"Have you ever wondered which hurts the most: saying something and wishing you had not, or saying nothing, and wishing you had?"

It had been so many years since I had met Gokudera. We had practically grown up through teenagehood together, serving Tsuna with our lives.

I had believed it was a game for the longest time. It was only when we were catapulted into that horrendous future that I realized that we weren't playing anything. I was really a part of the Mafia.

And so was Gokudera.

I wished for so long that I could have had the guts to confess to Gokudera. But at the same time, I was glad that I had not come out. Having feelings for someone of the same gender is so frowned down upon, I'm afraid I would not lose only Gokudera, but my friends and father as well.

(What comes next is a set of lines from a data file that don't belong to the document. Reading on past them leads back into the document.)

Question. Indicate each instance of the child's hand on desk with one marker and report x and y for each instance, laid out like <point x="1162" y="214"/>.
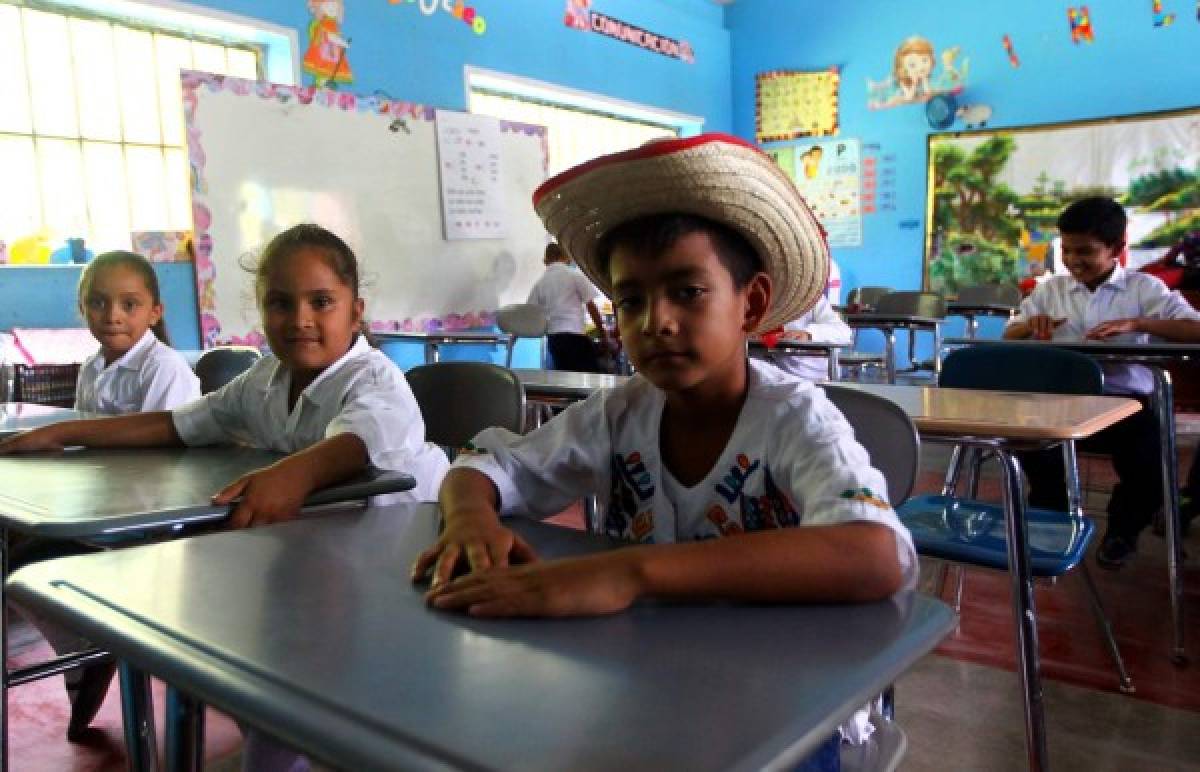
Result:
<point x="1110" y="328"/>
<point x="269" y="495"/>
<point x="31" y="442"/>
<point x="585" y="586"/>
<point x="475" y="540"/>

I can't bring myself to leave my father alone. I feel like I'm letting him down. Ever since Mom died, I'm the only thing he has.

But I want Gokudera so badly.

Maybe that pain of rejection wouldn't be as bad as keeping it inside. I feel like I'm about to burst every day with this secret, just blurt it out in the middle of a crowded room.

I'm dying now. I can feel my life ebbing away through the bullet holes. I can see his emerald green eyes shining with worry.

"Oi, yakuubaka! Don't you dare die! You can't leave the Tenth alone!"

I can't stop it, Gokudera. As much as I want to. As much as I want to stay by your side, laughing like we always do. Well, like I always do.

I'm fading fast. Should I tell him now? I don't think I can. If he did like me back, I would die happy, but it would destroy him.

What's worse: knowing or not knowing?

"No, Yamamoto! NO!"

That scream. Did it really just come out of Gokudera's mouth? Maybe he does care, maybe I should tell him.

I take a deep breath, and I know it will be my last. I can feel that coldness tug at my mind.

"Gokudera… I love you…" the last word was a whisper.

I heard the muffled "I love you too…" before I succumbed to the blackness.